The white horse meanwhile slouched; Bavai grew somewhat nearer as we sat in silence after his last sentence. He was turning many things over in his mind. He veered off on to political economy.

“When the rich man at the Manufactory here, the place where they sell phosphates for the land, when he stands beer to all the workmen and to the countryside, I always say, ‘Fools! All this will be put on to the cost of the phosphates; they will cost you more!’”

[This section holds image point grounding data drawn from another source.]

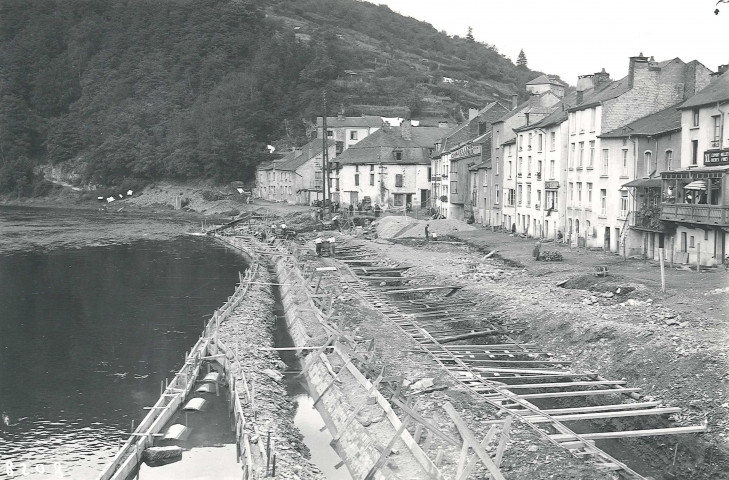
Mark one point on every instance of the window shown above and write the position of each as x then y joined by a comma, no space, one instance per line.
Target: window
716,142
579,193
593,115
591,159
582,155
648,160
589,194
623,203
572,155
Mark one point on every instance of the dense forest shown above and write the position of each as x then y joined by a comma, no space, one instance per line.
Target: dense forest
153,89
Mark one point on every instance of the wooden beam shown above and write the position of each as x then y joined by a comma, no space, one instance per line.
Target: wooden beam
473,443
613,414
578,393
630,433
599,408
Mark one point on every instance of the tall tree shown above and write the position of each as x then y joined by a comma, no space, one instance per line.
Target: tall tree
521,60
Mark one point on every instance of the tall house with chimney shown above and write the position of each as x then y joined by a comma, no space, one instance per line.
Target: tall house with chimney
694,209
390,167
597,204
510,155
451,189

Mr. The Duke did not accept John Stuart Mill’s proposition upon the cost of production nor the general theories of Ricardo upon which Mill’s propositions were based. In his opinion rent was a factor in the cost of production, for he told me that butter had gone up because the price of land was rising near the towns. In what he next said I found out that he was not a Collectivist, for he said a man should own enough to live upon, but he said that this was impossible if rich people were allowed to live. I asked him what the politics of the countryside were and how people voted. He said:

“The politicians trick the people. They are a heap of worthlessness.”

I asked him if he voted, and he said “yes.” He said there was only one way to vote, but I did not understand what this meant.

Had time served I should have asked him further questions—upon the nature of the soul, its ultimate fate, the origin of man and his destiny, whether mortal or immortal; the proper constitution of the State, the choice of the legislator, the prince, and the magistrate; the function of art, whether it is subsidiary or primary in human life; the family; marriage. Upon the State he had already informed me, and also upon the institution of property, and upon his view of armies. Upon all those other things he would equally have given me a clear reply, for he was a man that knew his own mind, and that is more than most people can say.

But we were now in Bavai, and I had no time to discover more. We drank together before we parted, and I was very pleased to see the honest look in his face. With more leisure and born to greater opportunities he would have been talked about, this Man of Malplaquet. He had come to his odd conclusions as the funny people do in Scandinavia and in Russia, and among the rich intellectuals and usurers in London and Berlin; but he was a jollier man than they are, for he could drive a horse and lie about it, and he could also milk a cow. As we parted he used a phrase that wounded me, and which I had only heard once before in my life. He said:

“We shall never see each other again!”

Another man had once said this thing to me before. This man was a farmer in the Northumbrian hills, who walked with me a little way in the days when I was going over Carter Fell to find the Scots people, many, many years ago. He also said: “We shall never meet again!”